With our plain ol’ PyTorch DataLoaders built, we can now build our Learner and train.

Note: Certain fastai methods like dls.one_batch, get_preds and dls.test_dl won’t work with standard PyTorch DataLoaders … but we’ll show how to remedy that in a moment :)

model = BaseModelWrapper(hf_model)

learn = Learner(dls, 
                model,
                opt_func=partial(Adam),
                loss_func=PreCalculatedCrossEntropyLoss(),
                metrics=task_metrics,
                cbs=[BaseModelCallback],
                splitter=blurr_splitter).to_fp16()

learn.freeze()

learn.summary()

learn.lr_find(suggest_funcs=[minimum, steep, valley, slide])

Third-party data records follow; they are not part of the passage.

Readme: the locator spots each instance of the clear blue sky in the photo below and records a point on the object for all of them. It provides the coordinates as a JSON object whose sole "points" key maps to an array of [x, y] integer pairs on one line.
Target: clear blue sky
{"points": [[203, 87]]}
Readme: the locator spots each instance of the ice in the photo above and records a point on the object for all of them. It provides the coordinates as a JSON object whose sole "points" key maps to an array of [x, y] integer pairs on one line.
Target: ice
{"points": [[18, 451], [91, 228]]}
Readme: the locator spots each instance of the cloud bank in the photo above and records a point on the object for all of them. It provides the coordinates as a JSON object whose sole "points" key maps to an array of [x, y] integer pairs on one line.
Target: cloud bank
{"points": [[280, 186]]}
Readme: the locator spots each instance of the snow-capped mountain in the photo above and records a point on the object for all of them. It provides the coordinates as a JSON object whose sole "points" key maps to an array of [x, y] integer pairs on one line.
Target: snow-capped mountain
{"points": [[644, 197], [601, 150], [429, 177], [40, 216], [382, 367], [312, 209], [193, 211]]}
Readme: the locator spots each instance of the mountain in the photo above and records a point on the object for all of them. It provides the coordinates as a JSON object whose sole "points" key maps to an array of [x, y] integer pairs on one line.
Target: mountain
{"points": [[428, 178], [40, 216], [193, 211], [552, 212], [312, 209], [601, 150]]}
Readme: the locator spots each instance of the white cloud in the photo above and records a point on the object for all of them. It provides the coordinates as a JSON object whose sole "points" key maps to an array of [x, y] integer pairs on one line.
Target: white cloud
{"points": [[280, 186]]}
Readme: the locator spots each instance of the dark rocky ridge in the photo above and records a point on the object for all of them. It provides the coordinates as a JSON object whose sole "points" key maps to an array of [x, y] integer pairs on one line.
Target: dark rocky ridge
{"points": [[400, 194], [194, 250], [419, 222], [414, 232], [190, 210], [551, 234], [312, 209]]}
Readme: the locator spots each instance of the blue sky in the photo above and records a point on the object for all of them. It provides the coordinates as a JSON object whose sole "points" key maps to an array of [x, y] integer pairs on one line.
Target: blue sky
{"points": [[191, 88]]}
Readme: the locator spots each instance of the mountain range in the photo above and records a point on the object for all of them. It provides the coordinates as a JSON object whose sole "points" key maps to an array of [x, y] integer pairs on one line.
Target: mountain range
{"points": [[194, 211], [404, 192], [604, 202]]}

SuggestedLRs(minimum=0.00036307806149125097, steep=0.015848932787775993, valley=0.0006918309954926372, slide=0.001737800776027143)

learn.fit_one_cycle(1, lr_max=2e-3)

epoch	train_loss	valid_loss	f1_score	accuracy	time
0	0.532319	0.480080	0.843450	0.759804	00:10

learn.unfreeze()
learn.lr_find(start_lr=1e-12, end_lr=2e-3, suggest_funcs=[minimum, steep, valley, slide])

SuggestedLRs(minimum=1.3779609397968073e-11, steep=8.513399187004556e-12, valley=4.234914013068192e-05, slide=2.2274794901022688e-05)

learn.fit_one_cycle(2, lr_max=slice(2e-5, 2e-4))

epoch	train_loss	valid_loss	f1_score	accuracy	time
0	0.467265	0.358624	0.889643	0.840686	00:19
1	0.279453	0.335163	0.910321	0.870098	00:19

Evaluate

How did we do?

val_res = learn.validate()

val_res_d = { 'loss': val_res[0]}
for idx, m in enumerate(learn.metrics): val_res_d[m.name] = val_res[idx+1]
    
val_res_d

{'loss': 0.33516255021095276,
 'f1_score': 0.9103214890016922,
 'accuracy': 0.8700980544090271}

# preds, targs = learn.get_preds()  # ... won't work :(

Inference

Let’s do item inference on an example from our test dataset

raw_test_df = raw_datasets[test_ds_name].to_pandas()
raw_test_df.head()

	idx	label	sentence1	sentence2
0	0	1	PCCW 's chief operating officer , Mike Butcher , and Alex Arena , the chief financial officer , will report directly to Mr So .	Current Chief Operating Officer Mike Butcher and Group Chief Financial Officer Alex Arena will report to So .
1	1	1	The world 's two largest automakers said their U.S. sales declined more than predicted last month as a late summer sales frenzy caused more of an industry backlash than expected .	Domestic sales at both GM and No. 2 Ford Motor Co. declined more than predicted as a late summer sales frenzy prompted a larger-than-expected industry backlash .
2	2	1	According to the federal Centers for Disease Control and Prevention ( news - web sites ) , there were 19 reported cases of measles in the United States in 2002 .	The Centers for Disease Control and Prevention said there were 19 reported cases of measles in the United States in 2002 .
3	3	0	A tropical storm rapidly developed in the Gulf of Mexico Sunday and was expected to hit somewhere along the Texas or Louisiana coasts by Monday night .	A tropical storm rapidly developed in the Gulf of Mexico on Sunday and could have hurricane-force winds when it hits land somewhere along the Louisiana coast Monday night .
4	4	0	The company didn 't detail the costs of the replacement and repairs .	But company officials expect the costs of the replacement work to run into the millions of dollars .

test_ex_idx = 0
test_ex = raw_test_df.iloc[test_ex_idx][task_inputs].values.tolist()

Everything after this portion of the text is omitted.